Isabella. Foto: Cortesía del autor.Isabella. Foto: Cortesía del autor. El sueño de Isabella cabalga en tropel alegre, cual caballo dentro del juego de ajedrez. Elegante y sencilla como dama del tablero Isabella González González, se muestra juguetona, inteligente y hábil ante las preguntas de este cronista. Apenas tiene cinco años y ya despliega gran destreza al mover las piezas del tablero. Dice amar la reina porque para su apreciación es la que más vale.

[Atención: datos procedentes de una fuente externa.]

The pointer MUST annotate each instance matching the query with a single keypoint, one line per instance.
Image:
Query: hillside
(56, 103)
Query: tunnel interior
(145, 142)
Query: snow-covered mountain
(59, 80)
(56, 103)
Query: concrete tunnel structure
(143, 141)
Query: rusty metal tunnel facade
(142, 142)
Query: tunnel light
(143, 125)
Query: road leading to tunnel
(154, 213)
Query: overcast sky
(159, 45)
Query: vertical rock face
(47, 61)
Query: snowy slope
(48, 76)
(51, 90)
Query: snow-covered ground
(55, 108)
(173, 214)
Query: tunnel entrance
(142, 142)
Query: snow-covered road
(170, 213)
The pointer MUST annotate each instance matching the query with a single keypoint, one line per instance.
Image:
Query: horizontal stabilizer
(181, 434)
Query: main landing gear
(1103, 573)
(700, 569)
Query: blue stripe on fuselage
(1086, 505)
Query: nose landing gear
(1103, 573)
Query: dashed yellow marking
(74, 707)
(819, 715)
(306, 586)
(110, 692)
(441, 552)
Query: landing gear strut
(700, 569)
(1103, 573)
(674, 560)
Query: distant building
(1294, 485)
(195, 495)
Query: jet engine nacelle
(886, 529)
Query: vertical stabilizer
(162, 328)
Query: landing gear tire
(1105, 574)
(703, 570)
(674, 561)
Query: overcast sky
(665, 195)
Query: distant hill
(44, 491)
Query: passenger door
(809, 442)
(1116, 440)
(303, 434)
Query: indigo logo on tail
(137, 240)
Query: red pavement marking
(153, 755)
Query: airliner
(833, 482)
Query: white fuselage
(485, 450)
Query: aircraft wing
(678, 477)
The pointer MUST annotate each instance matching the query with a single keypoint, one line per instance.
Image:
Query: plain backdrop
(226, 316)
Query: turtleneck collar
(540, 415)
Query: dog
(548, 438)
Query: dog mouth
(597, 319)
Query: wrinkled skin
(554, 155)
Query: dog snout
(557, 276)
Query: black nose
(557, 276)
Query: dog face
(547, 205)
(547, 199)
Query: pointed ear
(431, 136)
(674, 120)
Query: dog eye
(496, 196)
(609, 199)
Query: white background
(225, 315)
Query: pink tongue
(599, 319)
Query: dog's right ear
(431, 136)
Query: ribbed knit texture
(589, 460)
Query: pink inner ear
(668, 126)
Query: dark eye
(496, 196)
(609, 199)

La computadorta es su mejor amiga y mientras juega al ajedrez frente a ella, analiza las jugadas y confía en la victoria. Nunca se da por vencida y aunque prefiere hablar poco, sabe que el ajedrez es su pasión. Hace las tareas de la escuela y sin pensar en otro juego, asume su puesto de jugadora para mover alfiles, torres y peones que la lleven a la victoria. Sonrisa de duende y ojos expresivos, caracterizan a esta niña ariguanabense. Isabella ya sabe lo que es medirse en una competencia del país. Actuó en su primer evento nacional. Se deleitó como infante y jugó sin presión en la justa de Matanzas, una Copa de Ajedrez en saludo el Primero de Mayo.

Allí logró acumular dos puntos en un certamen donde sus contrarios tenían experiencia, de al menos, dos meses frente al tablero. Isabella hizo caso omiso a ese nivel y estuvo a la altura de lo esperado. Después de cada partida, cultivó amistades y dejó volar la imaginación de sus cinco años para bailar, jugar y darse un chapuzón en la playa. Hermosa, como el sueño que teje entre las sesenta y cuatro casillas del tablero, Isabella dice amar a sus perritas Perla y Titi, y sabe que su hermana Melany es la mejor amiga y contrincante cuando se habla de ajedrez.

El sueño de Isabella envuelve a todo aquel que la conoce. Apenas unas palabras con la pequeña y quedas atrapado en su increíble pasión por el juego de ajedrez. ¡Adelante entonces, Isabella! Cabalga feliz en tu propio sueño para que mañana llegues a la condición de Gran Maestra.